My 4 month old baby spent 4.5 days with the grandparents and she is a complete monster, they spoiled her and I’m paying for it. As wonderful and cute as my baby is she is really working my nerves :( I can’t think straight with all the crying, and whining. This has to be God testing my patience because this is the worst she has ever acted! I feel like I’m eating away at my emotions, I didn’t think I was an emotional eater but I might be. I’m afraid to get on the scale I’m sure, I’ve gained 5lbs back or at least that’s how I feel. To make matters worse my job (which is more like projects I do for a company and they pay me for each job) gave me 2 project that have been very tedious, they’ve consumed a lot of my time and that’s mainly because I have to go back and forth between baby and work all stinking day so I can’t concentrate.
Sigh, I’m just really frustrated and depressed right now, oh NEW YEARS can’t wait for you to get here! I’ll be starting my new workout plan, changing diet and doing a 10 day cleanse to start off my healthy ways.
EDIT: I weighed myself, I still weight 125 thankfully!

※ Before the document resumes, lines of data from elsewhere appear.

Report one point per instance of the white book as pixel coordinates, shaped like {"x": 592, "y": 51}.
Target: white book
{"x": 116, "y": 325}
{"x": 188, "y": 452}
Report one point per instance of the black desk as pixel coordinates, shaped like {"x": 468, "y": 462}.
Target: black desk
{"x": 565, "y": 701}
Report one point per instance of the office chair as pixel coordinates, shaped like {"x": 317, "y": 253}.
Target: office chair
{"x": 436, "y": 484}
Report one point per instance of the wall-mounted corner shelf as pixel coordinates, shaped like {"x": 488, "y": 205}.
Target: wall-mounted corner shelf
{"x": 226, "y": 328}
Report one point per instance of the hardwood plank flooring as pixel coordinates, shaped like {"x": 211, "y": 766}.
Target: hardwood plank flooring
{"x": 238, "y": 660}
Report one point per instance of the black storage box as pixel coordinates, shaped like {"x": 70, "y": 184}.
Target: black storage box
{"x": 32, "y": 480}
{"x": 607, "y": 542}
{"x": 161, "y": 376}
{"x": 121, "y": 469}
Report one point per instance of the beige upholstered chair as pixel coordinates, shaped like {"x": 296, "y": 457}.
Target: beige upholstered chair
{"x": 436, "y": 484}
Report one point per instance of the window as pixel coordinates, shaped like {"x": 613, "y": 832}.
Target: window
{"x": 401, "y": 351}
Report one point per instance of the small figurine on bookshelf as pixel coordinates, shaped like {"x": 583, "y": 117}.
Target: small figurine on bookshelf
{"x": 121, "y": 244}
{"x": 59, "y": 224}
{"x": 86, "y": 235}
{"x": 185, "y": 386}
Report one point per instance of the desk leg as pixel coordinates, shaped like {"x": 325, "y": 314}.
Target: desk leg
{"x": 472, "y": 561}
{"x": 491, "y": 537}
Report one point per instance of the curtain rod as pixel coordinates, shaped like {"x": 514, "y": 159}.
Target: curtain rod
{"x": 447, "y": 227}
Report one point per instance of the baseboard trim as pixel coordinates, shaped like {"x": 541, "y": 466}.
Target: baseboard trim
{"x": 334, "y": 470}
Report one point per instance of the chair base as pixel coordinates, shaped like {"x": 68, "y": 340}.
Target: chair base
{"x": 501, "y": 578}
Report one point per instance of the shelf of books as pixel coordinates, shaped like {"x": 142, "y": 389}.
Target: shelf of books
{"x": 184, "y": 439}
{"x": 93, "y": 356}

I’m packing! Heading to Missouri for about 5 days, but I will remember to eat healthy, I will also try to go walking. Anyways, so the other day I weighed myself and I was 124 lbs after eating :D I’m excited I’m finally losing some weight after being stuck at 126-125 lbs for weeks and I measured myself and I’ve lost about 2” as well which is always nice…eating smaller portions throughout the day and staying away from junk food yay me! Okay, okay got to go need to start packing leave in a couple hours!